This is a more balanced piece than the celebrated Cigar Bar: there is more congruence between the woman’s figure and gestures and the general moody atmosphere. It’s remarkable how the artist makes a completely different statement by basically replicating the premise — painting the same scene, with only a few changes. Most of the differences are limited to more fluent body movements of the lady; she appears to be at peace with herself, even if the self-acceptance implies a kind of weariness or apathy.
The most obvious divergence from the Cigar Bar is the placement of the drink (in relation to the customer): here it is much closer to the lips of the drinker, who appears to have just taken a sip. Although the set of traits exhibited by the gentleman — being mysterious, plunged in thought and lonely — recurs here too, the woman shows signs of disappointment, wisdom and life experience. These additional qualities demystify the figure considerably, but add a touch of charm and languorous elegance that the man, so it would seem, would never be able to grasp. This a richer, more sensual and humane painting; the counterpart is crisper and more energetic. Perhaps the best words for a comparison would be simply feminine versus masculine.
The glasses and the bottles assume symbolical meaning, both echoing and implying the woman’s fragility. There are countless imaginable scenarios: she may be nervously waiting for someone who will never arrive — a situation that could break her heart — and each glass and bottle may seem to clink and tremble along with her inner self. The sheer number of glass objects further accentuate her fragility (both physical and emotional). Her body’s shape resembles a slender champagne glass, or a bottle; overall, the glass intensifies the mood and enriches it with an understated dimension of precipice, danger and risk.

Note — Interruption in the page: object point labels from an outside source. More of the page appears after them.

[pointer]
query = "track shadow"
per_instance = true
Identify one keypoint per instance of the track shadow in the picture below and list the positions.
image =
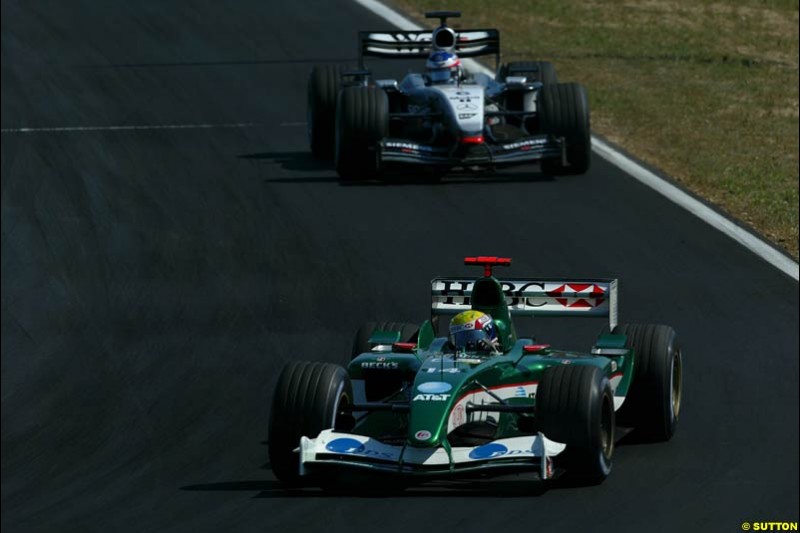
(302, 162)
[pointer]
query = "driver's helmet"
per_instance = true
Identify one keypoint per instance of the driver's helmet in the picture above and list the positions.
(443, 67)
(473, 331)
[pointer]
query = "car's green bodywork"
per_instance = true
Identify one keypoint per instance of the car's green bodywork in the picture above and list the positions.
(407, 367)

Finally, one has to wonder where is the barman, in both paintings. After all a bar is a place where people congregate for the sake of spending time together and enjoying each other’s company. Even if someone prefers to remain in total solitude (in a venue meant to be crowded), there is always the barman somewhere around, the ubiquitous steward who traditionally absorbs some of the drinkers’ gloom. We witness here an artificial situation where no one except the principle person is visible: this prompts to guess that something has happened, something serious and unexpected, or at least about to happen. Once again, in these two bestselling paintings Brent Lynch probed into the postmodernist psyche, expressing some of its collective fears and anxieties.